As I contemplated on this realization, it occurred to me that gratitude is like the earth’s axis in my life. If the earth’s axis moves too far off it’s 23.5-degree angle, all havoc would break loose, literally destroying earth, as we know it. The same thing would happen to my world if I lost my axis of gratitude. My life would be turned upside down.

We can’t survive without an axis of gratitude.

“Gratitude is not only the greatest of the virtues but the parent of all others.” Cicero

The City at Night

As I left Chicago on that dreary winter afternoon, the snow was spitting across the backdrop of gray and black skyscrapers fading into the low depression of clouds. Miles of overwhelmed highways looped around the city in a chokehold of grit and exhaust.  As I drove south, I couldn’t help but notice the corrosion of a great city; vacant warehouses and unfinished road construction scarred the grayness like bedsores on an old man’s ashen body.   Urban blight only seemed to be magnified against the opaque winter grayness.

My five-hour trip brought me into St. Louis at about 9:00 on a Saturday night. As I crossed the river, the lights of the Gateway Arch welcomed me home. The copper-green dome of the historic courthouse radiated in her winter gown accompanied by the sparkle of the city skyline. The brisk winter night seemed to highlight the beauty of my hometown. I traveled through my favorite city corridor past several illuminated landmarks: Busch Stadium, Union Station, and Forest Park, and thought to myself how beautiful St. Louis is at night.

As I made my way home, the thought occurred to me, cities always look better at night. They seem to shimmer and glitter with light, putting on a dazzling display for those who are passing through.
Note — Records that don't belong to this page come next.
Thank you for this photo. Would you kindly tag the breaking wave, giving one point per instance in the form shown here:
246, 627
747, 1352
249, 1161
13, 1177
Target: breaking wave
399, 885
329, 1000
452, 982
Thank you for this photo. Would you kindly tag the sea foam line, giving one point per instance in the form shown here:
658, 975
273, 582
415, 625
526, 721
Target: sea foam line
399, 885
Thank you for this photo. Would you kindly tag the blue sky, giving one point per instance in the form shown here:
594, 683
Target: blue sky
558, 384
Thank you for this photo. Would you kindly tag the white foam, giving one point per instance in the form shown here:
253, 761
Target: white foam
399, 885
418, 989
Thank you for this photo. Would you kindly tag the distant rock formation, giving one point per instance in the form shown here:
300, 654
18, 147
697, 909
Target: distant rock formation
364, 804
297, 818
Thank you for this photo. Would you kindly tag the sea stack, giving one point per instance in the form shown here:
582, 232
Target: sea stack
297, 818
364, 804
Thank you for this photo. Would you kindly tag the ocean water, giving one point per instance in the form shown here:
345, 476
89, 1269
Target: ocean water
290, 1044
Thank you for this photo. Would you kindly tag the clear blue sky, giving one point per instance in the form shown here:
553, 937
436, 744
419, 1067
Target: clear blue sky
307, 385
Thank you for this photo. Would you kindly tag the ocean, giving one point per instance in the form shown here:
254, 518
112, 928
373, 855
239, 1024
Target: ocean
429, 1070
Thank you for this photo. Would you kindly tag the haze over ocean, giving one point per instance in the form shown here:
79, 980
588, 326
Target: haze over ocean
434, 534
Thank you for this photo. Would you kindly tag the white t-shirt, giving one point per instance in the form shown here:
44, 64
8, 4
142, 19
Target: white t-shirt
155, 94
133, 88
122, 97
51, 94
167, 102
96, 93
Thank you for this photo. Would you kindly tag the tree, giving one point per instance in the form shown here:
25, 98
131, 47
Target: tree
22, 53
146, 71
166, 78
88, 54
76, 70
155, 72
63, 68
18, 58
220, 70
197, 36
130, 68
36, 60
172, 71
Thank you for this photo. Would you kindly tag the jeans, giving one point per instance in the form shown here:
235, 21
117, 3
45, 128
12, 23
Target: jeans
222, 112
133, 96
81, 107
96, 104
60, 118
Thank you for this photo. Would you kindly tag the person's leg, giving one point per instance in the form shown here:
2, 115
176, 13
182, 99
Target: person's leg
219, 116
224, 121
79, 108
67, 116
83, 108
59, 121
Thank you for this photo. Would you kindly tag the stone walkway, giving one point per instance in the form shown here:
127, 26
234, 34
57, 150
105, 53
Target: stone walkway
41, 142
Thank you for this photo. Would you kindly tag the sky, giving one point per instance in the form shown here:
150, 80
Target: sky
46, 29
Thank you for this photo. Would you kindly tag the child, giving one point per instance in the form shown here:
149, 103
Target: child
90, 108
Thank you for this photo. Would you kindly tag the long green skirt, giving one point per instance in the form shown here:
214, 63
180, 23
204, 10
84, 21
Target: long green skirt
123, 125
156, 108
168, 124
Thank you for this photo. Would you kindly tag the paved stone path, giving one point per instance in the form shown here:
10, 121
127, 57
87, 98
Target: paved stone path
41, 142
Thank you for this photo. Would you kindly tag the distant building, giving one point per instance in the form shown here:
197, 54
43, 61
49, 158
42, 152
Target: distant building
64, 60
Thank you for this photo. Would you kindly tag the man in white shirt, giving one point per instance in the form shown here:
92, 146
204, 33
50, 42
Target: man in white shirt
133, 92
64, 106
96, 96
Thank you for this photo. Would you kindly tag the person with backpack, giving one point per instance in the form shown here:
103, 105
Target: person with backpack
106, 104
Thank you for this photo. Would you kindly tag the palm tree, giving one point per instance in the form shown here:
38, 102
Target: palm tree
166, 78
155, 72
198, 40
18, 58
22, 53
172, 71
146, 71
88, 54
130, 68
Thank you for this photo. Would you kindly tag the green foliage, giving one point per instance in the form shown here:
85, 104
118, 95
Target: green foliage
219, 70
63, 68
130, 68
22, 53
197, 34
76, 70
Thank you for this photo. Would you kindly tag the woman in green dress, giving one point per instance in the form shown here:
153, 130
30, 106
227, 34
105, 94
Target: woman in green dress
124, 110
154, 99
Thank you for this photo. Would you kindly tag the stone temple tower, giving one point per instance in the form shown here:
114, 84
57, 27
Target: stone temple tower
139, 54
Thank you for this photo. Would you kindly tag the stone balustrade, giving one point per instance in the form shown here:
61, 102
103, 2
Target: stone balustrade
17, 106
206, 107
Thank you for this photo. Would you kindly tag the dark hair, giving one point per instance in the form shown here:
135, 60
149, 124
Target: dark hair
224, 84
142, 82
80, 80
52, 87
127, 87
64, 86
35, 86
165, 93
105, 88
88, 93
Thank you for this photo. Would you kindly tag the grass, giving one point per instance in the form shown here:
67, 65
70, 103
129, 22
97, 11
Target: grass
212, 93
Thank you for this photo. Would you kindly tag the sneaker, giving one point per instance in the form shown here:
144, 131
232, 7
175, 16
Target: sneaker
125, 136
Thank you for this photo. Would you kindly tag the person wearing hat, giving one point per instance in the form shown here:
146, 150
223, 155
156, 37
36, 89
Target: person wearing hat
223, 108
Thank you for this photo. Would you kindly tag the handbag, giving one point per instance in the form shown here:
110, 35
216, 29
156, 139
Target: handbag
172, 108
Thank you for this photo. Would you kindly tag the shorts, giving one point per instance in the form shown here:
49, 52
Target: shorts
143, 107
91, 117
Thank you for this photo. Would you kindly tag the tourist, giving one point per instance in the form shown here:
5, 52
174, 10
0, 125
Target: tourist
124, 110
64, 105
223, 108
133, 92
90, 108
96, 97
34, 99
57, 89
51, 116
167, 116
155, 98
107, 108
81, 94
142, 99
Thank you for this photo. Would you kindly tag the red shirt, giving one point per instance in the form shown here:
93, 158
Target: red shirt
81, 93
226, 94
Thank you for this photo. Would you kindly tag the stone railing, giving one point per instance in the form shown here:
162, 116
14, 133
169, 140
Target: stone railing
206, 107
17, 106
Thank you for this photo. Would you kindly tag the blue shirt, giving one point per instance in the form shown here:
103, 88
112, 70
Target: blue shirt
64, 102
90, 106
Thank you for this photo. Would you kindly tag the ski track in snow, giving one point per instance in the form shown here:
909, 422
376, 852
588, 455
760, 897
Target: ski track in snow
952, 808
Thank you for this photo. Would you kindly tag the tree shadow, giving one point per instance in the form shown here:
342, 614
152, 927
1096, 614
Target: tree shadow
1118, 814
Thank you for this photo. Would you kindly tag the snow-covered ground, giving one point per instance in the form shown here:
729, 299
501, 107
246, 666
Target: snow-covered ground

But in the daylight, much of that sparkle seems to disappear. In the light of day, the city isn’t able to hide its mortifying decay of vacant warehouses and stores, the blight of burned out buildings, stripped of its brick and copper, laid bare for gawkers to see. In the light of day, the city skeletons won’t stay in their dark closets. So the city has learned to use the shadows of darkness to cover her scars, while at the same time, using lighting effects to accentuate her beauty marks.

In Matthew 5:14 Jesus told his followers, “You are the light of the world. A city that is set on a hill cannot be hidden.” I wonder if the church, the city on a hill, has also found ways of covering up her scars in the shadow of darkness. The light of Christ is supposed to illuminate from us so others can see His light through us, but I’m afraid we tend to use the light mainly to spotlight the good things that make us proud and we keep our scars and our poverty hidden away in the dark corners of our back closets. I pray for the day when we can allow God’s light to shine on us so we can be seen for what we truly are, broken people made beautiful by the Light, not concealed in darkness.